Harbour towns are of pivotal importance in the study of these processes. Although it may be considered a hallmark of Lycian settlements of the Archaic and Classical periods that they are, with few exceptions, situated on easily fortifiable and inaccessible hilltops, this changes from the late 5th century BCE onwards and increasingly the core settlement areas shift towards the sea. Near modern Fethiye, for instance, a mountain settlement was abandoned and the associated coastal settlement, the Greek polis Telmessos, became the new centre. Phellos and Antiphellos, as well as Apollonia and Aperlai in Central Lycia show similar developments. Whereas the inland settlements stagnate in their development, the harbour towns experienced a boost in prosperity visible in their public buildings. They become independent poleis and show a far more hellenised face to the world than the older mountain settlements in the back country.

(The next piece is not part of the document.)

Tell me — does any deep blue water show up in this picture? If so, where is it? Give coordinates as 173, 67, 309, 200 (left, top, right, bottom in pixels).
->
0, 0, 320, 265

It is surely not coincidence that the pioneering role of harbour towns in processes of acculturation is a topos of the ancient literary tradition, which routinely treated them as the most progressive type of settlement. This process is seen as both good and bad: on the one hand, foreign cultural influence is presented as threatening to the community. On the other hand, harbour towns and their creation figure as a markers of a pan-Hellenic process of civilisation: Abandoning the safe but underdeveloped mountains in favour of the coast allowed the Greeks to attain the level of culture that provided the essence of their identity.

The details of these supposed processes of acculturation are unclear. The project's aim is to gain a better understanding of them by tracing developments in focused case studies that will aim to touch upon as many cultural areas as possible, including settlement and economic structure, political constitution, and architecture. The study will hence focus on two pairs of settlements (Teimiusa and Tyberissos, Phellos and Antiphellos) that promise a broad range of insights into such processes. Each pair consists of a harbour town and a site in an extreme topographical location in the back country, i.e. with disadvantages in matters of logistics.

The study focuses on the following key questions:

  • How did the harbours develop under the influence of an increasing volume of external contacts and how did their development affect the back country, especially the associated mountain settlement and the micro region?
  • How did the processes of acculturation develop? Which cultural areas show their influence most strongly?
  • What impact did the expansion of shipping, trade, and harbours have on the settlement structures and how strong was it? How did people respond to the new, highly connective settlement type? Are harbours generally considered the more attractive variant, or do alternatives remain popular?